Тут-то все мои и успокоились: мол, до срока эта блажь сто раз пройдет, и всполошились не на шутку только два дня назад, когда стало понятно, что Москва оставляется Наполеону, а монахи и монахини, любую напасть принимающие как Промысел Божий, (то есть, и я с ними) и не помышляют город покидать…
Слава богу, все заполошные крики родных уже в прошлом. Матушка-игуменья их как-то вдруг успокоила. И она, и отец Кирилл, истинно верующие и пресветлые, все-таки, несмотря на всю их отстраненность от мира, обладают для смертных каким-то гипнозом…

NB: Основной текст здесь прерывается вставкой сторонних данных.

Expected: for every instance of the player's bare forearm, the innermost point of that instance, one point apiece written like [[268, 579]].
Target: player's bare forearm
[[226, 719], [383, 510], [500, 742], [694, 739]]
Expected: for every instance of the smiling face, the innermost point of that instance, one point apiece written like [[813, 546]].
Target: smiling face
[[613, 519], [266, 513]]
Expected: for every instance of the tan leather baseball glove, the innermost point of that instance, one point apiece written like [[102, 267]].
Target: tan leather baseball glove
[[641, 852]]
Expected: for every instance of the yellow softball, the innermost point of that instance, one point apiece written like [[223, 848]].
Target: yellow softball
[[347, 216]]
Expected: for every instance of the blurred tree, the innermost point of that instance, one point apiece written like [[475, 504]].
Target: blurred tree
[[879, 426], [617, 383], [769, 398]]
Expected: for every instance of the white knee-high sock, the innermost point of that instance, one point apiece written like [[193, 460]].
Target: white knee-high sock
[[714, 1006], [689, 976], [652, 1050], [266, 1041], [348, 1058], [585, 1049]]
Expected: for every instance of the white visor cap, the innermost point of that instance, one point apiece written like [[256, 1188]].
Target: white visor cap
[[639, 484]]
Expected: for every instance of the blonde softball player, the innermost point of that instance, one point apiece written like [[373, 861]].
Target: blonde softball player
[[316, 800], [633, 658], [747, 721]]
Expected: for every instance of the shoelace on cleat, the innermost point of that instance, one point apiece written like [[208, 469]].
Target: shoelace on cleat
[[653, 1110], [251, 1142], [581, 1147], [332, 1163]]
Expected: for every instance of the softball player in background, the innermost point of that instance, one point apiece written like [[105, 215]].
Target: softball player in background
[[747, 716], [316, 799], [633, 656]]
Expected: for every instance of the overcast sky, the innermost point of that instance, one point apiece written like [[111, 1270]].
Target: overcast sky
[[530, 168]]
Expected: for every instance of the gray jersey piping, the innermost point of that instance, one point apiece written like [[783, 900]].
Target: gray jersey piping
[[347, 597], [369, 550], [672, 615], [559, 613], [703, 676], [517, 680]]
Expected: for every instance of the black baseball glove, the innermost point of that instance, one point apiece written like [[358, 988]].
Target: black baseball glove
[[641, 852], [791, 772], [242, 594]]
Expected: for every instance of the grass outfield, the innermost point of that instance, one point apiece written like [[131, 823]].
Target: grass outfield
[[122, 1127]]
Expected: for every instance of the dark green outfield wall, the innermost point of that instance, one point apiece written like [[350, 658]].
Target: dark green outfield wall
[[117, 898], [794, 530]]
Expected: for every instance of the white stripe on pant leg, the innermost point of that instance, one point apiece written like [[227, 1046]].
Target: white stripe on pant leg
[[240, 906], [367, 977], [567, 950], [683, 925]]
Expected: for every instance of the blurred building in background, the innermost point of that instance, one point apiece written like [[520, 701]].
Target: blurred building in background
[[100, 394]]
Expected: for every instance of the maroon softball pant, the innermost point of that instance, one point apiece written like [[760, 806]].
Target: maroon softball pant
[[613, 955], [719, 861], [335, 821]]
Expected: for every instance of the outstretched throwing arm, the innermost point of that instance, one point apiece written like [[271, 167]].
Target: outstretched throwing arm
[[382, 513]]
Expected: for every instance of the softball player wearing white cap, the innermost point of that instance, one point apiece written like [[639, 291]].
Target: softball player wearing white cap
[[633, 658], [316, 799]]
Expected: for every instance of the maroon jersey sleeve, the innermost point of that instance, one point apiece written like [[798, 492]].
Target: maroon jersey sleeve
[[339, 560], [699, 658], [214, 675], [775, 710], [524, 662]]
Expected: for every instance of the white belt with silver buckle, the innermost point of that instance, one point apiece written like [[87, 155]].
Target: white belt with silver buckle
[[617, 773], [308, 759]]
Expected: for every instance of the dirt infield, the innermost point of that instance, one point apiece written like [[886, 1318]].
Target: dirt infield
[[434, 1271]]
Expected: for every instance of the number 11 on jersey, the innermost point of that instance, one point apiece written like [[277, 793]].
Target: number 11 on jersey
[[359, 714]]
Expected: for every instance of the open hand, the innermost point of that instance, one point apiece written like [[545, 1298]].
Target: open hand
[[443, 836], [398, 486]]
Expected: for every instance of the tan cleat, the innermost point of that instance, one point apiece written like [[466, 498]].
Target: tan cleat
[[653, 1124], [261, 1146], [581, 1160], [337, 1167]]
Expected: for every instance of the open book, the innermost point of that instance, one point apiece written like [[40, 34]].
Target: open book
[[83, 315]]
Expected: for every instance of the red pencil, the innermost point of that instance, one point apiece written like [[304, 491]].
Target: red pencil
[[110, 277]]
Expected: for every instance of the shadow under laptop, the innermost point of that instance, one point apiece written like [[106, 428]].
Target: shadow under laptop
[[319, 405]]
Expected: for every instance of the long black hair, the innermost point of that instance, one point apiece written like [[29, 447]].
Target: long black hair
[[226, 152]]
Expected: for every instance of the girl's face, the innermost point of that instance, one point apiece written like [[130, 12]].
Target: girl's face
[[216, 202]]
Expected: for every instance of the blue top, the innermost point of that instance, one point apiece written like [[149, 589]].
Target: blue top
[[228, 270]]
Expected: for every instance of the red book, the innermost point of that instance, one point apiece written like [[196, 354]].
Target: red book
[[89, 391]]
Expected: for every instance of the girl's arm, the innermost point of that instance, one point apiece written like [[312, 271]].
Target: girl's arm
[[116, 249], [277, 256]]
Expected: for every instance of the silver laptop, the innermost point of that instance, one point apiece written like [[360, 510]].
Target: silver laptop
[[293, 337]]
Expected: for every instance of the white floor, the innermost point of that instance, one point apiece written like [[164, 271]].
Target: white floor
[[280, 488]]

Но, видно, не для всех. Очевидно, существуют истинные бездари в духовной жизни. Вроде Анюты Ковровой. И сколько бы матушка Екатерина не вразумляла, не читала мне соответствующие отрывки из Евангелий и Жития святых, во мне буйным цветом цветет ярость на развеселых французов (особенно, на одного из них!) и на всю им подвластную Европу, притащившуюся за компанию, под знаменем корсиканского бандита.
Тщетно я призываю себя к кротости, стыжу и корю за полоумную гордыню. Молюсь о даровании даров (смиренномудрия и как еще их там?..). По углам реву тихонько. Но это (нечего обманываться!) вовсе не те светлые слезы, омывающие душу, о которых говорила матушка Екатерина. Это слезы немощи и мятежа…
В келье матушки-игуменьи не было. Но за окном, с улицы приближался ее голос…
Я села в темный уголок на лавку, накапливая слезы, дабы наглядно их продемонстрировать наставнице, выслушать ее безошибочный вердикт и получить спасительное строгое задание: сколько вычитать молитв и каких, сколько дров и ведер натаскать и откуда, спать на коленях, стоя, али как еще… Тонкая жестокая наука построения души.
Голос игуменьи за окном о чем-то спорил с голосом сестры Анастасии, пожилой монахини. Подвитая широкая решетка оконца пропускала в келью мало света. Мимо протопотали постылые французские кони…
И я как-то вдруг устала и прилегла на лавочку, покамест уняв свои жалкие слезки и всхлипыванья.
– Вон натащили сколько – и мундиров, и исподнего! Стирайте, бабы русские! – говорила сестра Анастасия. – Вот я швырну им все назад!
– Они тебе швырнут, – ответила игуменья. – И так еле обитель отстояла от полка их.
Сестра Анастасия явно была недовольна:
– Так что, благословишь – стирать?
Игуменья ответила совсем тихо. Я еле расслышала.